Histoire politique[modifier | modifier le code]

Fin du Moyen Empire[modifier | modifier le code]

Après la mort de Néférousobek, la succession des rois en Égypte est confuse. En effet, on a longtemps considéré le premier roi de la XIIIe dynastie comme étant Khoutaouyrê Ougaf[1], suivant en cela le Canon royal de Turin. Mais certains chercheurs comme Kim Ryholt et Darrell Baker pensent maintenant que le successeur de Néférousobek est plutôt Sekhemrê-Khoutaouy Amenemhat-Sobekhotep, qui aurait régné au début de la XIIIe dynastie[2],[3]. Ils expliquent ceci par le fait que le nom de Nesout-bity de Sobekhotep II est Sekhemrê-Khoutaouy, tandis que celui de Khoutaouyrê Ougaf est Khoutaouyrê ; ainsi le scribe aurait interverti les deux noms par confusion.
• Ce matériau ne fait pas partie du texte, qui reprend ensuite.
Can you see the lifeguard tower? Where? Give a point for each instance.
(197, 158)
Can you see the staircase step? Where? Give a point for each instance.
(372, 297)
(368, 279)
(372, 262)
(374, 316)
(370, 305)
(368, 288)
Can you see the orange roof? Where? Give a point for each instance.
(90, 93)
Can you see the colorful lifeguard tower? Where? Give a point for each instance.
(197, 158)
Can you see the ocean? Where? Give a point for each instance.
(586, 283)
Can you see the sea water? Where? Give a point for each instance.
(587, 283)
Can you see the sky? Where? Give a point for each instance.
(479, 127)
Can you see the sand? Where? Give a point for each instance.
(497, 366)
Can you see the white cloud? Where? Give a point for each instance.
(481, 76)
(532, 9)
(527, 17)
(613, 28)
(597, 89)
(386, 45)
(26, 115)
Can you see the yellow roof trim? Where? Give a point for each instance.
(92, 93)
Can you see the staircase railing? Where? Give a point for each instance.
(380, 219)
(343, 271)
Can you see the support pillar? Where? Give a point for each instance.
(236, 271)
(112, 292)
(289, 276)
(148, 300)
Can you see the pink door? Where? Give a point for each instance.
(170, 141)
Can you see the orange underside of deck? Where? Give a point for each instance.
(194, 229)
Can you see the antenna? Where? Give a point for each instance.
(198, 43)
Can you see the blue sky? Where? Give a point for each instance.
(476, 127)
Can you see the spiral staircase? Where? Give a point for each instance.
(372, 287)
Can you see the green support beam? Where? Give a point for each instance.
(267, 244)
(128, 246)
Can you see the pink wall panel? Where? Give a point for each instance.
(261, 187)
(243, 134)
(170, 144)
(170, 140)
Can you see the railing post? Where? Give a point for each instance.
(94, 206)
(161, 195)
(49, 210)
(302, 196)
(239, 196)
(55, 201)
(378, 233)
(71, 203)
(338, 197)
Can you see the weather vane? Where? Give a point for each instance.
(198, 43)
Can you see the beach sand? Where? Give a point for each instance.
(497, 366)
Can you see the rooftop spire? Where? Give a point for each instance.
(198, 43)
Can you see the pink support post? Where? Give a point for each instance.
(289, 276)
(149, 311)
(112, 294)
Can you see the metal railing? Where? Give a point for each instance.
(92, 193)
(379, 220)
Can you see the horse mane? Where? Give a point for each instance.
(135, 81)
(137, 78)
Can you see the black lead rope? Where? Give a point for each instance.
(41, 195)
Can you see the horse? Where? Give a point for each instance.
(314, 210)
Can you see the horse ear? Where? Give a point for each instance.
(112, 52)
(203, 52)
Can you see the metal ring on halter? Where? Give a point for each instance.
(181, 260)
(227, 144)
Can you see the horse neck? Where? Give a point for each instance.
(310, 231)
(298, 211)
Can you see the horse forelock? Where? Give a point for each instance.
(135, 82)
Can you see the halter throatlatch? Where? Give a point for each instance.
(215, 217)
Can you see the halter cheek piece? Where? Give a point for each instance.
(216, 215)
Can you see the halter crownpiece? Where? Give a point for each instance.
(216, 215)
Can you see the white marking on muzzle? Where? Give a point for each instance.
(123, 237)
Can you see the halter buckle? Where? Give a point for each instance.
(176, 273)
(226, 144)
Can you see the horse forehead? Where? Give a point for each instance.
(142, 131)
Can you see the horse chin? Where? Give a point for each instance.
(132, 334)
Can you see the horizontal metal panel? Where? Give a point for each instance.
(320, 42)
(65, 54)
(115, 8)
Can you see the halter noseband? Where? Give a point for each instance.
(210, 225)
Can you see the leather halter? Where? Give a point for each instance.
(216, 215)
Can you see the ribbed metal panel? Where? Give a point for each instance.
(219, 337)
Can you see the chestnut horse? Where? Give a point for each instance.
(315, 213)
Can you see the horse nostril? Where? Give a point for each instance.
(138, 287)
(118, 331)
Quoi qu'il en soit, à partir de ce règne, l'Égypte est gouvernée par une série de rois éphémères pendant dix à quinze ans[4]. Les anciennes sources égyptiennes les considèrent comme les premiers rois de la XIIIe dynastie, bien que le terme de dynastie soit trompeur, car la plupart de ces rois n'étaient pas liés par le sang[5]. Les noms de ces rois éphémères sont attestés sur quelques monuments et graffitis, mais leur ordre de succession n'est connu que par le Canon royal de Turin, qui lui-même n'est pas totalement fiable[4].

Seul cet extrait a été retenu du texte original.